You are viewing a plain text version of this content. The canonical link for it is here.
Posted to mapreduce-dev@hadoop.apache.org by Steve Loughran <st...@hortonworks.com> on 2017/10/16 14:16:37 UTC

Task commit protocol & cleanup in Task.done()


I'm trying to write down what goes on in how MR uses committers, as part of HADOOP-13786, and I now have some questions about why some failure codepaths in the Task don't call abort


1. After preemption

https://github.com/apache/hadoop/blob/trunk/hadoop-mapreduce-project/hadoop-mapreduce-client/hadoop-mapreduce-client-core/src/main/java/org/apache/hadoop/mapred/Task.java#L1137


Committer.commit() task is called, but without the try/catch/abort sequence used in Task.commit()

1.   Task after a failure of commit.pending()

https://github.com/apache/hadoop/blob/trunk/hadoop-mapreduce-project/hadoop-mapreduce-client/hadoop-mapreduce-client-core/src/main/java/org/apache/hadoop/mapred/Task.java#L1152

once the retry count is reached, the task calls System.exit() but not OutputCommitter.abort(). As the repeated failure of this call is a possible sign of AM failure, I'd have expected an abort() call.

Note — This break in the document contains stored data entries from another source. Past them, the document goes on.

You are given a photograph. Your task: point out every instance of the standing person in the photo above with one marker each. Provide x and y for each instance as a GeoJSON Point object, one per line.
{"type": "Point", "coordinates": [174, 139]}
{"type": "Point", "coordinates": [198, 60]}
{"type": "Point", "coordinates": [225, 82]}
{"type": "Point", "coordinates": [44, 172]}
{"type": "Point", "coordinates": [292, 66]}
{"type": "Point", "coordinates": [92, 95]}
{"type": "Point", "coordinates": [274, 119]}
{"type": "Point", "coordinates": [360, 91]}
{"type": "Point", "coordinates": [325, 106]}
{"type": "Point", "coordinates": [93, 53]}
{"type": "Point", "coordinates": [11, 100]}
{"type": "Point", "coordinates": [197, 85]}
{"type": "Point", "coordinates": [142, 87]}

For S3A we worry about abort() as we need to cancel all pending uploads to avoid running up bills: I'd like to be confident that on all failure paths that OutputCommitter.abort() is invoked. I know that the AM itself can call abort() for a task if it thinks a container has failed, but if the AM itself has failed, that's not going to happen,


Have I misunderstood something about the commit protocol's implementation, or would a patch with a couple more calls to Task.discardOutput() be welcomed?

Thanks,

-Steve